Tuesday 27 April 2010

Consultancy - an Option in Adversity

Those of us with accounting years that end in March will be counting the cost of the recession and the inevitable decline in demand and increase in bad debts. A sole solicitors practice does have significant overheads even if you have no staff and no office. The idea of working as a consultant for an established regulated practice has attractions and has been discussed on this blog before.
If you want to close your practice you still have run-off insurance to buy and its going to be expensive to re-start so you need to be sure this is the right course if you are going to move in as a consultant. Often a consultant is just a grand name for an employee and this may well be a good option. There are very few IP vacancies advertised at the moment.
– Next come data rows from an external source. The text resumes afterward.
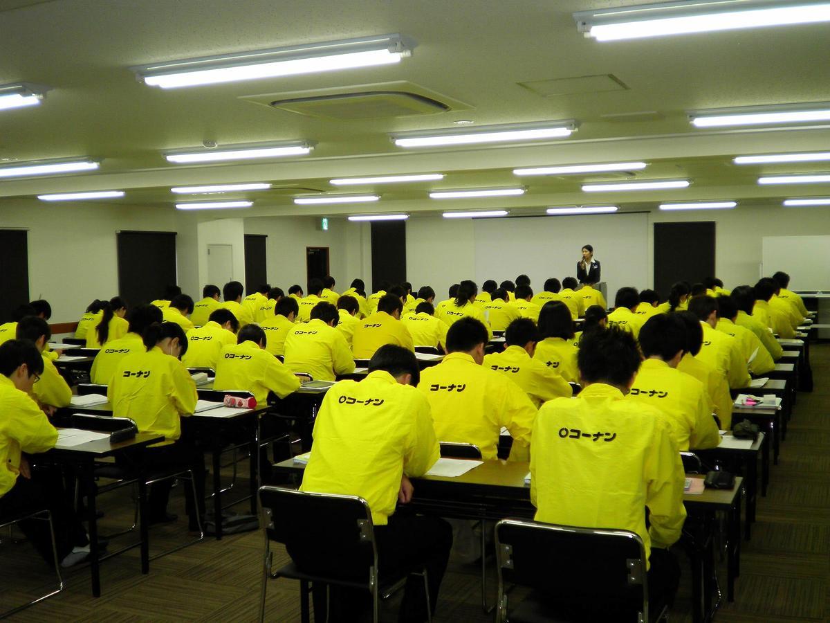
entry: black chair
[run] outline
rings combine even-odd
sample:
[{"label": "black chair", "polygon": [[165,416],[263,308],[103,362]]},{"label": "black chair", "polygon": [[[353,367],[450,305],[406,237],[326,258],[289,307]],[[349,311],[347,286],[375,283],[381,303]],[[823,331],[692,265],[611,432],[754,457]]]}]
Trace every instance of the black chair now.
[{"label": "black chair", "polygon": [[[503,519],[496,547],[496,623],[650,621],[646,549],[635,532]],[[508,585],[534,591],[509,609]]]},{"label": "black chair", "polygon": [[[385,588],[398,584],[413,573],[423,577],[427,594],[427,620],[429,586],[427,570],[422,567],[403,570],[396,577],[380,577],[374,525],[369,503],[353,495],[314,493],[281,487],[261,487],[261,518],[260,525],[265,537],[262,590],[260,596],[260,621],[265,619],[266,591],[268,579],[287,577],[300,581],[300,616],[303,623],[310,621],[309,583],[362,588],[372,595],[373,621],[378,621],[378,600]],[[292,562],[279,569],[272,566],[271,542],[283,543]],[[325,552],[328,562],[337,562],[338,569],[317,571],[305,568],[302,561],[307,552]],[[315,555],[311,557],[315,558]],[[316,562],[316,561],[315,561]],[[309,565],[310,567],[311,565]]]}]

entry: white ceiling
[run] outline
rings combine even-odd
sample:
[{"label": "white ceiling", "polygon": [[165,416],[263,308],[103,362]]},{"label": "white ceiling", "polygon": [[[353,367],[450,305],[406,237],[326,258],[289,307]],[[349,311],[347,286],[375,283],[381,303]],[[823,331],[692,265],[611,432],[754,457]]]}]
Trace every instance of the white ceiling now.
[{"label": "white ceiling", "polygon": [[[762,171],[830,171],[830,163],[731,164],[740,154],[827,150],[830,127],[705,131],[686,119],[691,110],[830,101],[830,25],[598,43],[577,32],[571,15],[638,3],[642,0],[0,0],[0,84],[51,89],[40,106],[0,113],[0,159],[104,159],[93,174],[2,181],[0,198],[118,189],[127,196],[114,204],[173,209],[170,186],[269,181],[275,189],[232,195],[256,201],[238,213],[262,216],[468,207],[533,213],[545,206],[609,201],[629,210],[666,199],[773,204],[784,196],[830,194],[830,185],[755,184]],[[417,45],[411,58],[389,66],[168,91],[138,82],[129,69],[390,32]],[[603,77],[608,76],[613,78]],[[583,81],[601,91],[545,97],[526,84],[578,76],[600,76]],[[579,90],[579,82],[554,88]],[[404,84],[453,110],[337,120],[263,105],[321,93],[396,91]],[[643,112],[648,114],[633,115]],[[405,151],[388,137],[452,128],[459,120],[476,127],[562,119],[578,120],[579,131],[538,145]],[[256,164],[173,165],[160,154],[205,140],[222,146],[290,140],[316,146],[310,156]],[[579,189],[584,178],[520,179],[511,173],[519,166],[620,159],[650,163],[637,179],[688,177],[693,184],[679,191],[587,195]],[[441,182],[374,189],[383,197],[369,208],[290,202],[295,193],[337,192],[328,183],[331,177],[427,172],[447,175]],[[427,198],[429,189],[516,183],[528,188],[527,194],[485,201]]]}]

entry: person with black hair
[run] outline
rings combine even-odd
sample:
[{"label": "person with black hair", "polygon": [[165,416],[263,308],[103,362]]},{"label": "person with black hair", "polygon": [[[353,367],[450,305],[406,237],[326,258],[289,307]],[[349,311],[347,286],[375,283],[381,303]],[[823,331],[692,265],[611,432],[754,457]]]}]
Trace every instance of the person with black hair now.
[{"label": "person with black hair", "polygon": [[[381,568],[424,565],[434,612],[452,531],[438,518],[396,512],[396,503],[405,508],[411,499],[409,477],[426,473],[440,456],[429,404],[413,386],[418,380],[417,361],[410,351],[388,344],[373,356],[369,370],[360,382],[340,381],[323,399],[300,489],[365,499]],[[361,406],[365,403],[374,406]],[[296,547],[286,543],[286,549],[300,568],[337,575],[343,563],[314,545],[312,537]],[[313,591],[316,612],[328,612],[330,621],[360,620],[361,606],[368,603],[361,599],[365,591],[318,587]],[[411,576],[398,620],[422,621],[426,606],[423,582]]]},{"label": "person with black hair", "polygon": [[193,304],[193,312],[190,314],[190,321],[194,326],[208,324],[210,315],[222,307],[221,297],[222,291],[212,283],[202,288],[202,300]]},{"label": "person with black hair", "polygon": [[409,330],[401,322],[403,303],[393,294],[378,302],[378,311],[354,327],[352,354],[355,359],[369,359],[384,344],[396,344],[414,352]]},{"label": "person with black hair", "polygon": [[[173,307],[173,303],[170,303]],[[213,312],[202,326],[188,331],[188,352],[182,362],[188,368],[212,368],[219,361],[219,353],[228,344],[237,343],[239,321],[229,309]]]},{"label": "person with black hair", "polygon": [[267,336],[266,351],[274,356],[286,353],[286,336],[296,325],[300,306],[297,300],[289,295],[280,299],[274,307],[274,315],[262,321],[260,326]]},{"label": "person with black hair", "polygon": [[534,358],[538,359],[569,383],[579,383],[576,367],[579,346],[574,341],[574,321],[561,301],[545,303],[539,314],[539,337]]},{"label": "person with black hair", "polygon": [[504,351],[484,356],[483,365],[503,374],[519,385],[534,406],[560,396],[570,397],[574,390],[564,379],[538,359],[533,358],[539,341],[536,323],[519,318],[507,326]]},{"label": "person with black hair", "polygon": [[478,446],[484,459],[495,459],[499,434],[513,437],[510,455],[521,459],[530,445],[536,407],[527,394],[502,374],[481,365],[487,328],[464,317],[447,332],[447,356],[421,372],[421,390],[432,409],[439,441]]},{"label": "person with black hair", "polygon": [[681,452],[716,447],[720,434],[706,389],[677,370],[687,342],[683,321],[673,314],[657,314],[642,326],[639,341],[645,361],[627,399],[662,412]]},{"label": "person with black hair", "polygon": [[[623,400],[640,367],[633,336],[613,326],[587,333],[579,365],[582,391],[573,399],[546,402],[534,425],[534,518],[638,534],[648,559],[649,610],[660,612],[671,605],[680,580],[680,567],[669,550],[686,520],[677,444],[660,411]],[[649,512],[647,528],[643,508]],[[552,598],[568,605],[567,596]],[[581,612],[591,609],[592,620],[618,618],[601,599],[577,607]]]},{"label": "person with black hair", "polygon": [[305,372],[315,380],[334,380],[338,375],[354,371],[354,359],[346,338],[336,328],[339,314],[331,303],[320,301],[305,324],[297,325],[286,336],[286,366]]}]

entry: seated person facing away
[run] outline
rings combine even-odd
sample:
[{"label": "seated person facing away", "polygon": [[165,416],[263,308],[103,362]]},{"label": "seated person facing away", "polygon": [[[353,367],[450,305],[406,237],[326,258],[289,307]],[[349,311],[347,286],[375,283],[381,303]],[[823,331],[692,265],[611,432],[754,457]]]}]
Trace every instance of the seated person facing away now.
[{"label": "seated person facing away", "polygon": [[[359,383],[340,381],[323,399],[300,489],[365,499],[372,511],[381,572],[404,564],[423,564],[434,612],[452,531],[438,518],[395,512],[396,503],[405,504],[411,499],[408,477],[423,475],[440,455],[429,403],[414,387],[418,365],[410,351],[383,346],[373,356],[369,370]],[[376,406],[361,406],[369,401]],[[286,548],[300,569],[337,574],[339,561],[315,549],[315,542],[312,537],[302,544],[289,542]],[[324,621],[327,611],[330,621],[359,620],[365,591],[334,586],[330,590],[328,608],[326,591],[313,591],[315,611],[320,615],[316,620]],[[368,603],[365,599],[363,602]],[[423,581],[410,576],[398,621],[423,621],[425,611]]]},{"label": "seated person facing away", "polygon": [[194,326],[208,324],[210,315],[222,307],[221,296],[222,291],[217,286],[208,284],[202,288],[202,300],[193,303],[193,312],[190,314],[190,321]]},{"label": "seated person facing away", "polygon": [[212,368],[215,370],[222,349],[228,344],[237,343],[238,329],[239,321],[231,310],[216,310],[204,326],[188,331],[188,351],[182,357],[182,362],[188,368]]},{"label": "seated person facing away", "polygon": [[627,396],[662,412],[681,452],[715,448],[720,443],[713,405],[703,383],[677,370],[686,343],[686,326],[680,318],[673,314],[649,318],[640,331],[646,361]]},{"label": "seated person facing away", "polygon": [[[543,405],[533,429],[535,518],[637,532],[648,557],[649,609],[657,613],[671,606],[680,579],[668,549],[686,520],[680,453],[660,411],[622,400],[640,366],[630,333],[612,326],[586,334],[579,365],[582,391]],[[595,606],[601,611],[602,600]],[[592,621],[615,620],[613,613],[593,614]]]},{"label": "seated person facing away", "polygon": [[216,365],[214,390],[242,390],[254,395],[258,405],[268,403],[268,392],[285,398],[300,389],[300,379],[266,349],[259,325],[243,326],[237,344],[222,349]]},{"label": "seated person facing away", "polygon": [[439,441],[472,444],[495,459],[501,428],[513,437],[511,457],[530,445],[536,408],[527,394],[502,374],[481,365],[487,330],[475,318],[456,321],[447,332],[449,353],[421,373],[421,390],[432,409]]},{"label": "seated person facing away", "polygon": [[415,351],[409,330],[401,322],[403,303],[393,294],[387,294],[378,302],[378,311],[354,327],[352,335],[352,354],[355,359],[369,359],[384,344],[397,344]]},{"label": "seated person facing away", "polygon": [[576,367],[579,350],[574,341],[574,321],[561,301],[545,303],[539,314],[539,337],[534,359],[553,369],[569,383],[579,383]]},{"label": "seated person facing away", "polygon": [[115,367],[123,357],[134,352],[144,352],[142,336],[154,322],[161,324],[161,309],[155,305],[139,305],[127,314],[127,334],[113,340],[101,348],[92,361],[90,380],[100,385],[110,385]]},{"label": "seated person facing away", "polygon": [[502,352],[484,356],[484,367],[505,375],[527,394],[537,409],[554,398],[570,397],[574,390],[559,375],[533,358],[539,341],[536,323],[530,318],[515,320],[505,332]]},{"label": "seated person facing away", "polygon": [[[193,489],[184,488],[189,529],[198,528],[194,509],[204,513],[204,455],[189,439],[182,437],[183,417],[193,415],[196,409],[196,385],[190,373],[179,361],[188,351],[188,338],[175,322],[152,324],[144,331],[144,352],[124,356],[115,368],[107,387],[107,398],[112,404],[112,415],[130,418],[142,433],[164,435],[166,444],[144,449],[141,464],[150,470],[181,468],[193,470],[196,485],[193,506]],[[173,442],[173,443],[169,443]],[[124,458],[119,464],[131,466],[133,458]],[[176,520],[168,514],[167,503],[173,480],[168,478],[150,485],[148,515],[151,523]]]},{"label": "seated person facing away", "polygon": [[346,338],[335,329],[337,308],[321,301],[311,310],[310,320],[297,325],[286,336],[286,366],[305,372],[316,380],[334,380],[338,375],[354,371],[352,351]]}]

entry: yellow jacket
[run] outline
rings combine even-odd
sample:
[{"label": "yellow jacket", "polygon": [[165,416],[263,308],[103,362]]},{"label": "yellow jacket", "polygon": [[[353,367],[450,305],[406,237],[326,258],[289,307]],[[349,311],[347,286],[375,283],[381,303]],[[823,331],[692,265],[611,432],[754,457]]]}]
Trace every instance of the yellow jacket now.
[{"label": "yellow jacket", "polygon": [[671,425],[675,444],[681,452],[690,448],[715,448],[720,443],[712,417],[714,405],[703,384],[669,367],[662,360],[642,362],[627,398],[659,410]]},{"label": "yellow jacket", "polygon": [[346,338],[320,318],[288,331],[285,363],[292,372],[308,372],[315,380],[334,380],[354,371]]},{"label": "yellow jacket", "polygon": [[616,387],[594,383],[542,405],[530,474],[537,521],[630,530],[647,557],[680,538],[685,474],[669,424]]},{"label": "yellow jacket", "polygon": [[416,346],[437,346],[440,344],[442,348],[446,348],[449,327],[434,316],[425,312],[407,314],[401,318],[401,321],[413,336],[413,343]]},{"label": "yellow jacket", "polygon": [[397,344],[415,351],[409,330],[385,312],[374,312],[354,327],[352,354],[355,359],[371,359],[374,351],[384,344]]},{"label": "yellow jacket", "polygon": [[100,385],[108,385],[115,374],[119,362],[127,355],[144,352],[147,349],[138,333],[128,333],[124,337],[106,343],[95,355],[90,371],[90,380]]},{"label": "yellow jacket", "polygon": [[579,347],[576,342],[561,337],[546,337],[536,343],[533,358],[538,359],[569,383],[579,382],[576,356]]},{"label": "yellow jacket", "polygon": [[196,384],[184,364],[154,346],[119,362],[107,398],[112,415],[132,418],[142,433],[178,439],[182,434],[180,417],[192,415],[196,409]]},{"label": "yellow jacket", "polygon": [[268,392],[285,398],[300,388],[300,379],[280,360],[250,340],[222,349],[216,365],[214,390],[250,391],[256,404],[268,403]]},{"label": "yellow jacket", "polygon": [[495,459],[501,428],[514,444],[530,444],[536,408],[522,389],[504,375],[479,365],[466,353],[450,353],[421,372],[421,390],[432,409],[439,441],[473,444],[485,459]]},{"label": "yellow jacket", "polygon": [[182,362],[188,368],[212,368],[216,370],[219,353],[224,346],[236,344],[237,336],[218,322],[208,321],[204,326],[188,331],[188,351]]},{"label": "yellow jacket", "polygon": [[210,315],[222,307],[222,303],[212,297],[203,298],[193,304],[193,313],[190,314],[190,321],[194,326],[204,326],[208,324]]},{"label": "yellow jacket", "polygon": [[[35,384],[38,385],[37,383]],[[57,431],[35,401],[0,375],[0,498],[11,491],[20,473],[20,453],[46,452],[57,441]]]},{"label": "yellow jacket", "polygon": [[429,403],[383,370],[326,393],[300,491],[358,495],[376,526],[395,512],[403,474],[422,476],[438,460]]},{"label": "yellow jacket", "polygon": [[483,365],[519,385],[537,409],[543,402],[570,398],[574,394],[568,381],[538,359],[530,357],[521,346],[507,346],[502,352],[486,355]]}]

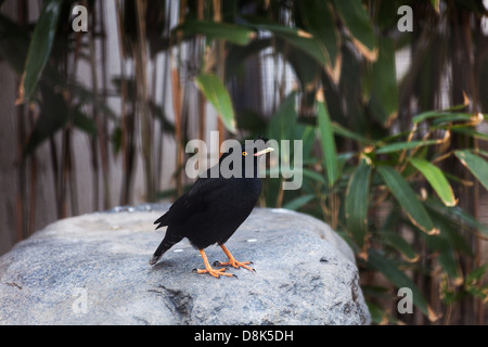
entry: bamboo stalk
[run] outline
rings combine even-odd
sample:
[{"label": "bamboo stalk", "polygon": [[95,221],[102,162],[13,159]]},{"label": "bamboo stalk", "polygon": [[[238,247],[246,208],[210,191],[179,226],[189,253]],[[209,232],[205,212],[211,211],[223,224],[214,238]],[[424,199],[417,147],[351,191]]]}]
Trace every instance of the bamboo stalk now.
[{"label": "bamboo stalk", "polygon": [[155,201],[155,190],[153,185],[153,133],[149,113],[147,92],[147,47],[145,35],[145,11],[147,3],[145,0],[136,2],[138,41],[134,50],[136,78],[138,80],[138,98],[140,108],[140,130],[142,142],[142,157],[144,162],[145,195],[149,202]]}]

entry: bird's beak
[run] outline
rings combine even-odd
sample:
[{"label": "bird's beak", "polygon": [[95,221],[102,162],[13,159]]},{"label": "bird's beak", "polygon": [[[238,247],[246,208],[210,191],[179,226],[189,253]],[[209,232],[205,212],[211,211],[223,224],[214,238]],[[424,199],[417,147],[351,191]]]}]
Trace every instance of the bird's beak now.
[{"label": "bird's beak", "polygon": [[265,149],[262,151],[259,151],[259,152],[255,153],[254,156],[259,156],[259,155],[262,155],[262,154],[266,154],[266,153],[269,153],[269,152],[273,152],[273,151],[274,151],[273,147],[267,147],[267,149]]}]

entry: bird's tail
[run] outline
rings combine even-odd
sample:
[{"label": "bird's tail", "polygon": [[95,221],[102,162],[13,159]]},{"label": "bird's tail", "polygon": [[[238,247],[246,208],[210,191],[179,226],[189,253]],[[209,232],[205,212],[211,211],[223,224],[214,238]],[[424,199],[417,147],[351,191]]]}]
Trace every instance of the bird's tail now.
[{"label": "bird's tail", "polygon": [[157,247],[156,252],[154,252],[153,257],[150,260],[150,265],[155,265],[157,260],[168,250],[171,248],[175,244],[183,240],[183,237],[175,235],[169,230],[166,231],[166,236],[160,242],[159,246]]}]

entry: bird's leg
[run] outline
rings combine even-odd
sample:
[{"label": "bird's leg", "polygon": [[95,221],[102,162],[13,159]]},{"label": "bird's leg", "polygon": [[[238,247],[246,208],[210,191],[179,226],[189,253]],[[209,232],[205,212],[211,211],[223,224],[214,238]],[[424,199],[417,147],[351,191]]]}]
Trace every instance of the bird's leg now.
[{"label": "bird's leg", "polygon": [[245,268],[245,269],[247,269],[249,271],[256,271],[252,267],[247,266],[247,265],[252,264],[251,261],[244,261],[244,262],[237,261],[237,260],[235,260],[235,258],[232,256],[232,254],[229,252],[229,249],[227,249],[227,247],[224,245],[220,245],[220,248],[222,248],[223,253],[229,258],[229,261],[227,261],[227,262],[216,261],[216,264],[218,266],[220,266],[220,267],[231,266],[231,267],[234,267],[235,269]]},{"label": "bird's leg", "polygon": [[202,258],[204,259],[205,264],[205,270],[196,269],[196,273],[208,273],[215,278],[219,278],[220,275],[228,275],[230,278],[233,278],[234,275],[232,273],[224,273],[226,269],[214,269],[210,267],[210,264],[208,262],[207,255],[203,249],[200,249],[200,253],[202,254]]}]

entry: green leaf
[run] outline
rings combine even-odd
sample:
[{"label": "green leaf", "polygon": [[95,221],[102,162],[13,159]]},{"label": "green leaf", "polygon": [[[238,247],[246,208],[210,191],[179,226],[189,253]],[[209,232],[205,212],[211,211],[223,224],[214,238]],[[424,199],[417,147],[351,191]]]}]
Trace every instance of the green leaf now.
[{"label": "green leaf", "polygon": [[291,140],[293,133],[295,132],[296,124],[296,110],[295,110],[295,99],[296,92],[291,92],[285,100],[281,103],[280,107],[277,110],[271,118],[268,127],[268,136],[270,139],[280,140]]},{"label": "green leaf", "polygon": [[227,130],[235,133],[235,118],[232,101],[222,81],[213,74],[200,74],[196,86],[205,98],[214,105]]},{"label": "green leaf", "polygon": [[349,179],[345,202],[347,228],[360,248],[368,232],[370,183],[371,166],[362,160]]},{"label": "green leaf", "polygon": [[419,260],[420,256],[415,253],[413,247],[399,234],[393,232],[382,232],[380,234],[380,239],[383,243],[400,252],[407,261],[415,262],[416,260]]},{"label": "green leaf", "polygon": [[378,166],[376,170],[412,223],[427,234],[437,234],[439,230],[434,227],[422,202],[416,197],[415,192],[404,178],[389,166]]},{"label": "green leaf", "polygon": [[363,136],[355,132],[355,131],[350,131],[349,129],[344,128],[342,125],[332,121],[332,128],[334,129],[334,133],[346,138],[346,139],[350,139],[350,140],[355,140],[358,141],[362,144],[369,144],[372,143],[373,141],[371,141],[370,139],[364,138]]},{"label": "green leaf", "polygon": [[422,172],[446,206],[452,207],[457,205],[458,201],[451,184],[449,184],[446,176],[437,166],[427,160],[416,158],[411,158],[410,163]]},{"label": "green leaf", "polygon": [[286,41],[304,53],[313,57],[319,64],[329,64],[329,56],[322,42],[304,30],[265,21],[261,17],[246,16],[248,25],[261,30],[269,30],[275,37]]},{"label": "green leaf", "polygon": [[407,287],[412,291],[413,305],[415,305],[425,316],[431,320],[435,320],[435,314],[429,310],[427,301],[422,293],[419,291],[412,280],[400,269],[395,262],[381,253],[370,249],[368,254],[368,264],[371,268],[383,273],[395,286],[401,288]]},{"label": "green leaf", "polygon": [[320,133],[320,143],[322,145],[323,166],[325,168],[325,172],[328,174],[329,187],[333,187],[339,177],[334,130],[332,128],[332,123],[329,116],[325,101],[323,100],[323,94],[319,92],[317,99],[317,117]]},{"label": "green leaf", "polygon": [[454,152],[461,164],[464,165],[473,175],[478,179],[478,181],[488,190],[488,163],[471,153],[467,150],[455,151]]},{"label": "green leaf", "polygon": [[62,4],[63,0],[48,0],[39,15],[27,53],[25,75],[20,87],[20,99],[23,101],[31,99],[48,63],[56,36]]},{"label": "green leaf", "polygon": [[376,150],[376,154],[386,154],[391,152],[398,152],[403,150],[412,150],[420,146],[433,145],[436,144],[437,140],[427,140],[427,141],[404,141],[404,142],[396,142],[386,144]]},{"label": "green leaf", "polygon": [[297,1],[305,27],[325,46],[332,64],[339,53],[339,38],[326,1]]},{"label": "green leaf", "polygon": [[342,1],[334,0],[335,9],[341,20],[346,24],[352,35],[352,42],[361,54],[370,61],[377,57],[376,38],[372,22],[362,7],[361,0]]}]

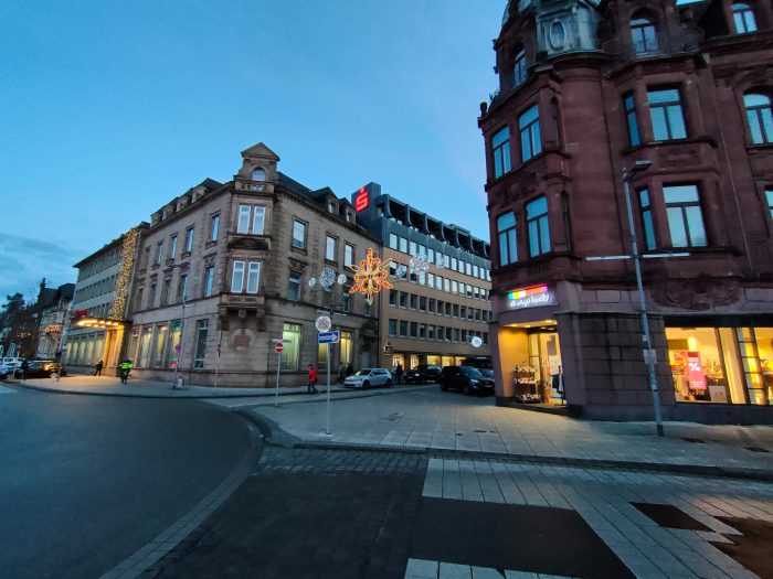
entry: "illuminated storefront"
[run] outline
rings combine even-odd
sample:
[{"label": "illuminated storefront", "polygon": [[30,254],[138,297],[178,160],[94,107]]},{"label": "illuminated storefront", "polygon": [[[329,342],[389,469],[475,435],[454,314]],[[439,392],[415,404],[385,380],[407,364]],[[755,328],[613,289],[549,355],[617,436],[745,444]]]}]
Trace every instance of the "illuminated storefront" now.
[{"label": "illuminated storefront", "polygon": [[666,328],[677,403],[767,406],[773,328]]}]

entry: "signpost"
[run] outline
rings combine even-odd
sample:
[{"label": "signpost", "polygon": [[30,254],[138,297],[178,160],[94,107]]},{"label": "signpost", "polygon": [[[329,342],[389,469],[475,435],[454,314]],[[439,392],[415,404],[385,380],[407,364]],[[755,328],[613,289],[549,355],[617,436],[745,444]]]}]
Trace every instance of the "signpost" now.
[{"label": "signpost", "polygon": [[328,427],[326,435],[330,433],[330,344],[338,344],[341,339],[340,332],[320,332],[317,334],[317,343],[326,345],[326,357],[328,358]]}]

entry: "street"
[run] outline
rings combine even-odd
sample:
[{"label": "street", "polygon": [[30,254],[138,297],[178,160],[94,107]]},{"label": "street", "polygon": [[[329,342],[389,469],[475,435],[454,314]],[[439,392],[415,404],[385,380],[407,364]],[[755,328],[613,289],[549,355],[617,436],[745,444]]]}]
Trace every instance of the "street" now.
[{"label": "street", "polygon": [[234,469],[245,423],[197,400],[0,386],[0,577],[99,577]]}]

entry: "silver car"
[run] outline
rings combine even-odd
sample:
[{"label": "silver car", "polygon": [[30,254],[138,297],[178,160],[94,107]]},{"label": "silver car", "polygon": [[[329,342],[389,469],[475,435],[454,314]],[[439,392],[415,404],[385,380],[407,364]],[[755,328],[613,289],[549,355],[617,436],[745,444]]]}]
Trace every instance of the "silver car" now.
[{"label": "silver car", "polygon": [[348,388],[370,388],[371,386],[392,386],[392,373],[386,368],[362,368],[343,380]]}]

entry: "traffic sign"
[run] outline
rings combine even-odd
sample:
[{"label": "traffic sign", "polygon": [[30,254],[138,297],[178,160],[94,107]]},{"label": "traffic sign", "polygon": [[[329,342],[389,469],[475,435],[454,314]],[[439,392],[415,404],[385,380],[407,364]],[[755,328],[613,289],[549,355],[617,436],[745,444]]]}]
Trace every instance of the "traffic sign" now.
[{"label": "traffic sign", "polygon": [[337,344],[340,339],[340,332],[320,332],[317,334],[318,344]]}]

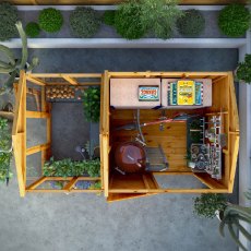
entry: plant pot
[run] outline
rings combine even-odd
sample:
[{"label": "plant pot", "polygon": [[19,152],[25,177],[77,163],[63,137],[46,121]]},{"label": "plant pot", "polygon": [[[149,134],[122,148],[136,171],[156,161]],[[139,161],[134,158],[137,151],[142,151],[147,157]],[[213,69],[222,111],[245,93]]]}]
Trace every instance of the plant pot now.
[{"label": "plant pot", "polygon": [[[17,59],[15,59],[15,61],[17,61]],[[32,71],[27,71],[28,67],[29,67],[29,63],[26,62],[25,67],[24,67],[24,70],[25,70],[25,72],[31,73]],[[11,72],[9,73],[9,75],[11,75]],[[20,72],[15,74],[15,80],[20,80]]]},{"label": "plant pot", "polygon": [[216,210],[215,216],[218,218],[219,222],[222,222],[224,217],[224,211]]}]

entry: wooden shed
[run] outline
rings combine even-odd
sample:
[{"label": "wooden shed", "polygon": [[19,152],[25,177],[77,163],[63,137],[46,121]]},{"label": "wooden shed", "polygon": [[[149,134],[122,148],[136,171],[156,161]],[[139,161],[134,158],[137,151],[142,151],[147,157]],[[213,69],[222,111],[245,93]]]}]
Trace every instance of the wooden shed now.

However a consultancy is a way of sharing the risk and allowing you to preserve some independence.
  • Will it be exclusive? You can make the system work for two perhaps as many as three firms.
  • Is there a guaranteed retainer?
  • Does the firm have a work stream for your speciality or are you expected to bring in or generate the work?
  • What percentage of the billings you generate will you receive?
  • What percentage of the billings for clients you introduce will you be entitled to. 
  • Does the firm you will be consulting for have a strong and established brand.
There are some law firms such as Keystone that work only with consultants. Perhaps some of their two dozen IP consultants would like to comment on  how this works for them.


  1. I am interested to speak to anyone wanting to become a consultant as we now have the infrastructure and technology in place to allow for remote working. To be a consultant solicitor you need to have at least 3 years practising certificates. Email me at azrights.co.uk if you want to discuss possibilities.
    Am not currently looking for an IP consultant so much as an employment/corporate one - if anyone knows anyone please point them my way.

  2. I have my own solo regulated solicitor's practice but also act as a consultant to six law firms who either do not have any IP expertise or use me as a "run off" for projects. With each of the consulting firms I have negotiated terms and each are different. Some firms expect me to generate my own work but always from their existing client base. As I have my own practice then any completely new clients are generated for that firm. None of the consluting firms pay a guaranteed retainer but I get paid for any non-fee paying work (articles, training of juniors etc..) at a lower rate. The % of billings depends on the terms of engagement I have been able to negotiate but I have a minimum I would work for! I have separate arrangements for any work I bring to these firms (outside my own expertise) and I get a % of their billings (again negotiated separately). Each of the firms I consult for have different reasons to engage me, some have good general commercial/corporate presence and others are niche practices outside IP law. All are good solid established "names". I love the flexibility this method of working offers me and (touch wood) during the past year, since I started as a solo/consultant, I have been able to keep my hamster in the style to which she had become accustomed. It seems to be a good "win/win" in current times as the firms I work for only pay me for work done (no overheads) and they all say that they would not engage someone of my seniority full time in the forseeable future.
    Sarah Staines, Touchstone Legal Services: sarah@touchstonels.com; www.touchstonels.com

  3. Speaking to IP practitioners these days, I'm aware that several are contemplating consultancy -- usually based on their (former) firm -- as a less financially damaging alternative to (i) regular retirement on their diminished pensions and savings, (ii) voluntary early retirement, or (iii) being pushed out when culling time comes around.

    What interests me is the impact that a growing body of independent and tied consultants will have on the market for IP positions, particularly senior ones, in law firms -- where IP practitioners have had a tough time recently.